El fin de una nación

El único consuelo que nos cabe es que, a lo mejor, nos llevamos a toda Europa con nosotros hasta el sumidero y podremos mentir alegando que la culpa fue de Merkel. Y los sindicatos podrán manifestarse desfilando por entre los escombros.

Vamos a dejarnos de tonterías. No somos una gran nación. Ni siquiera está claro que seamos una nación, ese concepto discutido y discutible, no sólo para el expresidente del Gobierno, sino también para muchos españoles a los que tanto divierte pitar su himno y hacerle la higa al heredero de la Corona. Y eso no es más que una anécdota. Nadie con verdadero poder de decisión ha constatado lo obvio, que el Estado de las Autonomías está muerto. Bankia, ese frankenstein hecho con trozos de cadáveres de varias cajas de ahorro, es hijo de ese Estado. Su condición de quiebra técnica es consecuencia de la gestión de esas comunidades autónomas por medio de políticos y sindicalistas de todo pelaje. Y ninguno de éstos tendrá que dar cuenta ante un juez de sus actos. El Estado pondrá 23.500 millones que no tenemos y la fiesta continuará hasta que el cuerpo aguante, que ya está claro que va a aguantar muy poco. Y ojalá fuera nuestro único problema.

Las empresas públicas no sólo no ganan dinero, sino que pierden más de cincuenta mil millones al año por pagar a toda clase de paniaguados contratados por los partidos que gobiernan comunidades autónomas y ayuntamientos. Los ministerios, consejerías y alcaldías rebosan de asesores (decenas de miles de ellos) que nada asesoran a unos asesorados que no tienen tiempo para escuchar tanto consejo.

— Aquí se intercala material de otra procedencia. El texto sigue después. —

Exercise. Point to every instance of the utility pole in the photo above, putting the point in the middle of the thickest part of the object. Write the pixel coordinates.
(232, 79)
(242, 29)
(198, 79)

Sólo están para calentar una butaca, ocupar espacio en los edificios públicos y cobrar a fin de mes. Luego, están los interinos, nombrados enchufe mediante y que esperan convertirse en funcionarios por el mero paso del tiempo para unirse a los que ya consolidaron la plaza.

Este enorme entramado clientelar de políticos profesionales, de empleados públicos y de interinos convertibles y convertidos en funcionarios de carrera que se comen lo que no está escrito sigue casi intacto. Y son tantos que prescindir de ellos provocaría un drama social de enorme envergadura. Y sin embargo, no tenemos con qué pagar sus muchas veces insignificantes cuando no inexistentes servicios.

Sólo hay una solución, darle una interpretación amplia al artículo 155 de la Constitución, suspender en su ejercicio a todas la Comunidades Autónomas y a la mayoría de los ayuntamientos, mantener a los funcionarios que sean de oposición y hacerlos depender del Estado y despedir a todos los demás. Y si los profesores no interinos, en vez de 18 ó 20 horas de clase tienen que dar 30, que las den. Y si los médicos tienen que hacer horas extra por el valor de las ordinarias, que las hagan. Y así sucesivamente.

Pero, nadie va a hacer tal cosa y nos iremos a pique. El único consuelo que nos cabe es que, a lo mejor, nos llevamos a toda Europa con nosotros hasta el sumidero y podremos mentir alegando que la culpa fue de Merkel. Y los sindicatos podrán manifestarse desfilando por entre los escombros. Es el fin de una pequeña nación.